He leído
Texto leído por Andrés Ajens, escritor y compatriota del autor, durante la presentación del poemario Temporarias de Emma Villazón, en la Feria del Libro de Santa Cruz.
Pablo Oyarzun R.
He leído este libro inconcluso -del que ya no sabremos
su forma y figura definitiva- con asombro constante.
Lo he leído más de una vez, varias veces. He llevado
el pulso de su verso, he intentado auscultar la vecindad y la distancia de sus
palabras y cada vez me he rendido ante su evidencia. Porque de evidencia se
trata. No la evidencia de lo que se demuestra con razones, aunque razón y
discurso no son ajenos a lo que dicen y hacen estos poemas, sino la (e)videncia
de la palabra.
Gabriela Mistral llamó soberbiamente a la poesía
“materia alucinada”. Materia: palabra. Las de Emma Villazón son palabras
alucinadas, pero no porque susciten imágenes en el ánimo del que las lee, todo
lo contrario. Si acaso las suscitaren, diría un abogado del diablo, pues bien:
las fagocitan, las degluten, las demuelen en su íntima, reservada sonoridad.

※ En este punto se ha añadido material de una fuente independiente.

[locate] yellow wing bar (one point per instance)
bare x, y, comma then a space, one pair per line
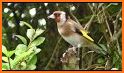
86, 36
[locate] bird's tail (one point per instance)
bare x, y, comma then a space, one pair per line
97, 48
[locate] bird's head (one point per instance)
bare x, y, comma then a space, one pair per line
59, 16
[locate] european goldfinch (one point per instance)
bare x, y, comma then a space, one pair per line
69, 29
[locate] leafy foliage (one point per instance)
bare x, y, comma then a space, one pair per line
106, 30
24, 54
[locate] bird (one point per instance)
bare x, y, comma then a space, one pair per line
72, 32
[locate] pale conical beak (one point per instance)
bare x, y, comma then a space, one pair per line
51, 16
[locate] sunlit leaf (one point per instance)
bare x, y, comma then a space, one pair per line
22, 39
30, 33
4, 50
5, 59
21, 48
38, 32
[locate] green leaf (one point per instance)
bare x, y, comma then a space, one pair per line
22, 39
103, 47
4, 50
5, 66
23, 65
101, 61
22, 57
38, 32
31, 67
37, 50
10, 53
5, 59
33, 60
37, 42
30, 34
21, 48
26, 24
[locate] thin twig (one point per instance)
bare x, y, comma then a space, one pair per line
107, 24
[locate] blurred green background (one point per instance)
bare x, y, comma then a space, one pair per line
53, 46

Aunque esta es sonoridad que se ve, que destella. Estas palabras, en su
vecindad y su roce y en su chispa se encandilan unas a otras, se llaman unas a
otras, se despiden unas de otras, se reencuentran.
¿Y qué dicen los poemas, qué hacen? Prudentes y bien
avisados, los editores nos advierten que el statement
de la poeta en la formulación del proyecto de este libro debe tomarse con un
grano de sal, cum grano salis, porque
no refleja necesariamente, no diré el propósito del poemario, sino todo lo que
en él ocurre, lo que habría de ocurrir de haber sido llevado al cierre.
Pero sí me parece importante atender al motivo central
que invoca Villazón: aproximar a las temporeras -que así se llaman porque son
trabajadoras estacionales, de temporada, de cosecha, que el resto del año deben
buscarse la vida de otras maneras, en otros rubros, como se dice- aquellas
otras mujeres que deben laborar a paga de honorarios en menesteres inciertos, inestables,
vinculados, dice Emma, a la palabra.
Es propia experiencia, sí. Experiencia de precariedad,
de imposición, de imperiosa adaptación a unos ritmos y unas condiciones de
empresa: experiencia, también y por eso mismo, de expropiación de la propia
experiencia y de expropiación de la palabra, puesta a trabajar, también ella, a
tiempos monótonos. Que, sin embargo, esconde, en esos tiempos, el otro tiempo.
Así como en el embotamiento de la forzada labor emerge
-puede emerger, asomar, anunciarse,
porfiar-, como un iceberg de sueño, de memoria, de vislumbre, la otra vida, no “la otra vida”, que le
dicen, que no es la de aquí, la del “nivel extraterreno”, que diría Emma, no,
no: la de aquí, la que abriría el
aquí, a todo estar. Trabajan así, aquí, las palabras, obreras, como
temporarias.
Me sorprende una como dichosa hospitalidad de estos
versos, para acoger -amorosamente, diría, pero con amor riguroso, exigente,
terrible a veces- palabras que vienen al vuelo desde otros poemas, desde poemas
de otros y otras, de otros tiempos -no puedo hacer el catálogo, porque solo es
eco y reverbero, ensoñación, vestigio, vértigo, pero las reconozco, las
reconozco sin falta, reconozco sus latidos y cadencias y sus ritmos, como si
las hubiese escuchado, sentido, palpado desde siempre.
Es lo que debe pasarle a cualquiera que pase por aquí,
que por un instante siquiera se deje mecer y remecer por estas líneas, voces,
hablas. Siente, por un instante, palpitar en las palabras más raídas y más
banales, las maquinales, o en las que parecieran haber estado todo el tiempo
peleadas, siente palpitar una vida imprevista, acaso imposible y sin embargo
cierta.
Alucinadas, decía, las palabras no sueltan sus
imágenes, no las proyectan como sombras, no consienten en la epifanía, se las
reflejan unas a otras, se las guardan en secreto, quizá como promesa.
El poema es la promesa. Es el habla del secreto. Emma Villazón:
deposito aquí mi asombro como ofrenda. No se va quien nunca se aleja.